In reality, the criticism here is rooted in anti-Western, anti-white prejudice, as the curry crusaders are holding their ire’s targets to a standard applied to no one else. In fact, they’re essentially saying that European-descent peoples have no right to a culture.
First, for those who’d complain of “cultural appropriation,” know that this is what everyone does. Businessmen in Asia and elsewhere often exhibit the Western sartorial norm of wearing suits and ties. Our food and drink — hamburgers, hot dogs, Coke, etc. — are embraced the world over. Then there’s our technology, without which disgruntled Westerno-phobes couldn’t be online complaining about the West.
In fact, “cultural appropriation” is more rightly known as something else: normal human exchange. It’s people taking the best (hopefully) from each other to create something better still (ideally). It’s also a prerequisite for advanced civilization and culture.
As for “curry” not existing in any South Asian language, Les États-Unis and Estados Unidos don’t exist in English. But that’s still how, respectively, French and Spanish speakers reference the United States. In China and Japan and many other nations, they don’t call “hamburgers” just that but have their own terms. French fries are thus named because they possibly originated in France (or Belgium), but in Britain are called “chips” and in France “pommes frites” (literally, “apples fried”).
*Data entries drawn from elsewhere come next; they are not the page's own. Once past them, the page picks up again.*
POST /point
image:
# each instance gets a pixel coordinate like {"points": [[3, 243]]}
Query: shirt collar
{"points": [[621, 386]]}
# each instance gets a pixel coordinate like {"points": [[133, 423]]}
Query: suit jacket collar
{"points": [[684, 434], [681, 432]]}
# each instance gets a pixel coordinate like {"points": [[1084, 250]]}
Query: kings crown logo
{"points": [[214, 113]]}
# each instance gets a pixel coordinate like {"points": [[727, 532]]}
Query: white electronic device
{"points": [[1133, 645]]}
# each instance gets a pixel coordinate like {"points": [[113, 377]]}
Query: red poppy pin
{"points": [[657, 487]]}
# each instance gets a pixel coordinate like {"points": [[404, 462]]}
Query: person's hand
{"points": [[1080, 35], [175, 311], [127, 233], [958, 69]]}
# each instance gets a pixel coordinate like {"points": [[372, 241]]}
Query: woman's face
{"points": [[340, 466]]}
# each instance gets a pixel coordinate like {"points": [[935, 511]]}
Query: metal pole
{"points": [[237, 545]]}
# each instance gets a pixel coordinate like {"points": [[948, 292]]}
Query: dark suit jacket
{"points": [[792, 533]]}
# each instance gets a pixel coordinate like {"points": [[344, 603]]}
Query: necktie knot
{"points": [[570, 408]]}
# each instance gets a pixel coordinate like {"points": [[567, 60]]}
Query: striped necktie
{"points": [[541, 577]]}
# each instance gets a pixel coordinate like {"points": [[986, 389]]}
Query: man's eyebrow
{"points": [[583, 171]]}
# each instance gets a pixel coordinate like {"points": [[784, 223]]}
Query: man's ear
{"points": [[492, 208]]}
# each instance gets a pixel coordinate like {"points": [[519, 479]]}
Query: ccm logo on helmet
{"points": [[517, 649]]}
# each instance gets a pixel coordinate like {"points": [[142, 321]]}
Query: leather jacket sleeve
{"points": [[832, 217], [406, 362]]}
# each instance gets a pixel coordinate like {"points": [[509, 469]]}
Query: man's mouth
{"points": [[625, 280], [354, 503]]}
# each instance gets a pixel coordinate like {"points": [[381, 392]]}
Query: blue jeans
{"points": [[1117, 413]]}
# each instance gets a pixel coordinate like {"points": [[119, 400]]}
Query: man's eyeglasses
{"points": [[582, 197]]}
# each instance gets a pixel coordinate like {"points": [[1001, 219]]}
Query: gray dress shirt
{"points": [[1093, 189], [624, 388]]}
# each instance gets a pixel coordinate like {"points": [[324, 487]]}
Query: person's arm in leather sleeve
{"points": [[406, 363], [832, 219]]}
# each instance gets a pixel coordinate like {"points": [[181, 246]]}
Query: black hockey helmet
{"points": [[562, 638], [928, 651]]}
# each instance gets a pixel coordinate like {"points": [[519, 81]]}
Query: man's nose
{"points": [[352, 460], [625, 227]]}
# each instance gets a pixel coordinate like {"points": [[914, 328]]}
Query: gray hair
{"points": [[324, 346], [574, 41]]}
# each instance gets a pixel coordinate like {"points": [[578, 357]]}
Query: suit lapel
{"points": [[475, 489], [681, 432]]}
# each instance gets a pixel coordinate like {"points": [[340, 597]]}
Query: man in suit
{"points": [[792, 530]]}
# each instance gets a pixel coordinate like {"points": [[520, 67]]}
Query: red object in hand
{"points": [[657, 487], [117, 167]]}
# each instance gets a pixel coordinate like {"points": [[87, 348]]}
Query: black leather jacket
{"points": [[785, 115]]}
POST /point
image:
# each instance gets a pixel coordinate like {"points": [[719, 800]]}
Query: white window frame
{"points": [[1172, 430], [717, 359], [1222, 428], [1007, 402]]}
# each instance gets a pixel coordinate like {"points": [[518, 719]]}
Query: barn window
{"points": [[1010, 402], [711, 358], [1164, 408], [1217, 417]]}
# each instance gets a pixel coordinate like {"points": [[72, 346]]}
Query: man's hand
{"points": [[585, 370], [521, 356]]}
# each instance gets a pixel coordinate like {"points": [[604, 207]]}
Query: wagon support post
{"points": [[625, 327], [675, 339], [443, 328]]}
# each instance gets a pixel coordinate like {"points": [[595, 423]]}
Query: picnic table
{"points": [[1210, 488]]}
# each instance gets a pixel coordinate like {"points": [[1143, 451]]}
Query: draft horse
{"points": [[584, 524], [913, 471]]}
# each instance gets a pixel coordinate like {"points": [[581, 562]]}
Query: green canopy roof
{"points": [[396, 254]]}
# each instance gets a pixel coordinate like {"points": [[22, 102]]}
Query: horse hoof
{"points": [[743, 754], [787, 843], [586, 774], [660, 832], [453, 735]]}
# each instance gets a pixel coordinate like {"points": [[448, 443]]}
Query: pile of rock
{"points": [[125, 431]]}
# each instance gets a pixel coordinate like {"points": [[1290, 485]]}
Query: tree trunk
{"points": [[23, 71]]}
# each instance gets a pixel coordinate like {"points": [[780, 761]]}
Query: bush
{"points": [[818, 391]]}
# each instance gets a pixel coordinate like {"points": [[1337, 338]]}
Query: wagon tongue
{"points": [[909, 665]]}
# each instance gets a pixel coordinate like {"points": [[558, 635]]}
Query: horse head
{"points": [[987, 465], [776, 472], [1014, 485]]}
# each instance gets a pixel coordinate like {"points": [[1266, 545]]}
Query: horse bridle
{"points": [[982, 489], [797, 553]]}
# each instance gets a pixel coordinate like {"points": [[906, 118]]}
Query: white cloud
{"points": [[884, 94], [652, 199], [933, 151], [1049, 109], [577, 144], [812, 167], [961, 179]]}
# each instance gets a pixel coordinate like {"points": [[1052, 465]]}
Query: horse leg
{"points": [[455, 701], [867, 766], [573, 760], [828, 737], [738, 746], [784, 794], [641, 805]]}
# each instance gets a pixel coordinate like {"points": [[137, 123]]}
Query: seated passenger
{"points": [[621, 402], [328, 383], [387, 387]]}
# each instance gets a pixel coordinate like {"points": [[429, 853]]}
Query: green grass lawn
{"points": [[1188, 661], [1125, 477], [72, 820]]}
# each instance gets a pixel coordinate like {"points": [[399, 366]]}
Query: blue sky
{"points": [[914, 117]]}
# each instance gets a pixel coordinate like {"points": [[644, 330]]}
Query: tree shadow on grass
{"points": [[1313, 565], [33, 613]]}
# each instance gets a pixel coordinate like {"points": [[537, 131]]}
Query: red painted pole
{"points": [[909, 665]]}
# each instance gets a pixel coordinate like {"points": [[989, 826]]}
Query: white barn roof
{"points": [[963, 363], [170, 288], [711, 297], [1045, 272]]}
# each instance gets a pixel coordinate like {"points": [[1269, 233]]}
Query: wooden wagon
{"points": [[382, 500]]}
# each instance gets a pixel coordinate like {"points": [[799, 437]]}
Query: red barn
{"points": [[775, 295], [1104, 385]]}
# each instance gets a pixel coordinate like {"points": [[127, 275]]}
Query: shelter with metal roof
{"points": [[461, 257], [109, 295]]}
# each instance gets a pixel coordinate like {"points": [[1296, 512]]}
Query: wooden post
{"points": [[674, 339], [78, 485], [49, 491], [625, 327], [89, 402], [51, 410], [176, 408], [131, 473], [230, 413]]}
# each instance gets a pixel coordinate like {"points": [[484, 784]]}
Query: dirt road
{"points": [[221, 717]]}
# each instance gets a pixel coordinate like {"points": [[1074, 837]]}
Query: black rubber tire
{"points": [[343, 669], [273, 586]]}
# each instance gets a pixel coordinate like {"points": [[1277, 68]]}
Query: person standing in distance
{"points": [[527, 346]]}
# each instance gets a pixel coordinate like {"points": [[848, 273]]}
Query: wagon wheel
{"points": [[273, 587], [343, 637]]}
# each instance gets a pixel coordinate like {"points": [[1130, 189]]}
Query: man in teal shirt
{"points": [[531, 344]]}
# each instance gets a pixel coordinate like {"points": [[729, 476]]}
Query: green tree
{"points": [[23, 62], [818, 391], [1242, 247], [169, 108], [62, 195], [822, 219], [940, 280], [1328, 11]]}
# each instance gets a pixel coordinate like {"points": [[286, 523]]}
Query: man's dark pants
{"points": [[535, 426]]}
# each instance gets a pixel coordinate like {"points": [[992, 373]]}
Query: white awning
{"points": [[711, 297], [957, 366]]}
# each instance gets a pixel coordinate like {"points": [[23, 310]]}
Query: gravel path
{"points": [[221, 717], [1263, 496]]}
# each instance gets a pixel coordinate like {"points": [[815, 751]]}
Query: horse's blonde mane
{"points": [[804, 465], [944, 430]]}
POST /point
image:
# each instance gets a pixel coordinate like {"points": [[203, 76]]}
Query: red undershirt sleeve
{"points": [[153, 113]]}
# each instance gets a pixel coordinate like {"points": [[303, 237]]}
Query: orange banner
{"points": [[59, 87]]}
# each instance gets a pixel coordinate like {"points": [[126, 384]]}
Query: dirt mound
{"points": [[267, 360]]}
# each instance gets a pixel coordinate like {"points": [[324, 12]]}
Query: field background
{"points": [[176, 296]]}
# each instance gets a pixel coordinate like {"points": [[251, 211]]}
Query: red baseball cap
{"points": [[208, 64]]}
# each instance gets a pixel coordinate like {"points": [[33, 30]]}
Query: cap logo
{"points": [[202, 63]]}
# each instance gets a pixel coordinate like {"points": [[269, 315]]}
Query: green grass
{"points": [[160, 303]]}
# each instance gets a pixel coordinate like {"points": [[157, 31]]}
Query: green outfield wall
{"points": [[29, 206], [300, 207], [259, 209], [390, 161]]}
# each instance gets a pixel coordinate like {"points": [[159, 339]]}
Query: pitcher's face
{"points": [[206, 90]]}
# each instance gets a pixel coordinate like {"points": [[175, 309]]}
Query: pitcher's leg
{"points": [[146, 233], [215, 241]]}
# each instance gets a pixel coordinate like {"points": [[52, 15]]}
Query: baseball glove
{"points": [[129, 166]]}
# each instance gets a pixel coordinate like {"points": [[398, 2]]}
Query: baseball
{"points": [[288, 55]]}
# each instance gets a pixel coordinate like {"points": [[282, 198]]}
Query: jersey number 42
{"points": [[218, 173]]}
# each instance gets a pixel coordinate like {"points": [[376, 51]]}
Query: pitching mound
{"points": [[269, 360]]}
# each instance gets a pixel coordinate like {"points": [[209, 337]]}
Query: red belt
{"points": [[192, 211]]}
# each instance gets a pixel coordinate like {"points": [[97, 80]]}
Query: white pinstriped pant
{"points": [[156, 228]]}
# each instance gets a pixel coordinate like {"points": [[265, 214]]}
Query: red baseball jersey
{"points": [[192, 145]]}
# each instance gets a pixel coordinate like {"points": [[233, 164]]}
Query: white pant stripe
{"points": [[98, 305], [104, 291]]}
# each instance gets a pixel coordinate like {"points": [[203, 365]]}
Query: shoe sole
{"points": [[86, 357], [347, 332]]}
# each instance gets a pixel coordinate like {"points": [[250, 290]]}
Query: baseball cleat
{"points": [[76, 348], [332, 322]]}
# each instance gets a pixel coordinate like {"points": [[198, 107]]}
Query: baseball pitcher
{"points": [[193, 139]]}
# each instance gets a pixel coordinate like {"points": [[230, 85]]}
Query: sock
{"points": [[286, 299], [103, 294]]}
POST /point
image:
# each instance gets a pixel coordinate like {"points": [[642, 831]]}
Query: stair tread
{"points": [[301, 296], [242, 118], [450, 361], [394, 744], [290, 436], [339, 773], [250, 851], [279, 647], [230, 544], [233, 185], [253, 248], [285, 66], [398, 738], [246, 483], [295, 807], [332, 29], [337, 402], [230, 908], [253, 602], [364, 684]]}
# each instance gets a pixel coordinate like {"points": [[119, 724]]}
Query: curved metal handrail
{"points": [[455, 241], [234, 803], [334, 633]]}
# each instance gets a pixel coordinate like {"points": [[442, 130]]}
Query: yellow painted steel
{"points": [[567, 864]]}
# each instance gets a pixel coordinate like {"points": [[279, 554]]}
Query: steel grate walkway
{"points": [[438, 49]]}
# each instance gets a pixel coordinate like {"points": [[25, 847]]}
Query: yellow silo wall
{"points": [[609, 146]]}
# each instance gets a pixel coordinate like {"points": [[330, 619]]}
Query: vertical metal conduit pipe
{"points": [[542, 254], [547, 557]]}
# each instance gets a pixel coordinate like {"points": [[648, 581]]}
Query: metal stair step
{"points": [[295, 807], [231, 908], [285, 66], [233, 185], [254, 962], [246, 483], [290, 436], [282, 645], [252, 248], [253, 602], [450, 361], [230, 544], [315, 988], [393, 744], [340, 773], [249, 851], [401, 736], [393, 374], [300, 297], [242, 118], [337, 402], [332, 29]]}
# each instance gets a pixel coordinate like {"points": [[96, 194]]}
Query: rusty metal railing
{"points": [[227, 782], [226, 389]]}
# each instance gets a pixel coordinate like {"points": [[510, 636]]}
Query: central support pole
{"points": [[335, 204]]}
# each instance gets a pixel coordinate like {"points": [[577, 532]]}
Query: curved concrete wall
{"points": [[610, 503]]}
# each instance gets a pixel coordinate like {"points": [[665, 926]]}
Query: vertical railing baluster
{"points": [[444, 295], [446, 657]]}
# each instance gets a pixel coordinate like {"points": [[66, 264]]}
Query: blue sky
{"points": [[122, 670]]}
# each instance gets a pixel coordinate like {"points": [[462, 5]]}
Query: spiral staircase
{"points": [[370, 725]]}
Should we institute a World Commission on Name Rectitude to establish universal terms for everything and punish transgressors? At least that would apply to everyone. As it stands now, only Westerners are impugned for exhibiting human cultural norms. And if anything is “offensive,” to use a favored leftist term, that’s it.
Speaking of which, there is no “British bad ear,” only bad thinking by Professor Fuerst. In reality, every people has a “bad ear” regarding particular languages. Certain Asians, for example, have trouble pronouncing “r” sounds in the middle or ends of words.
If we condemned them for this, we’d be guilty of intolerance — and that’s precisely what the anti-Western Civilization destroyers are guilty of. Upon adopting things from other cultures, all peoples assign terms to them that accord with their language norms and which they can readily pronounce. Why, they purposely Sinicized my name and called me when I was in Taiwan decades ago, to present it phonetically, “Shŏw-win” (and they hadn’t even adopted me!). I didn’t complain and insist they had a “bad ear.”
As for what drives the cultural revolutionaries, it would be nice to suppose they think very highly of Western Civilization, that it is so supreme that its peoples are not subject to the same cultural limitations and governing principles as everyone else. In reality, though, it’s just hate.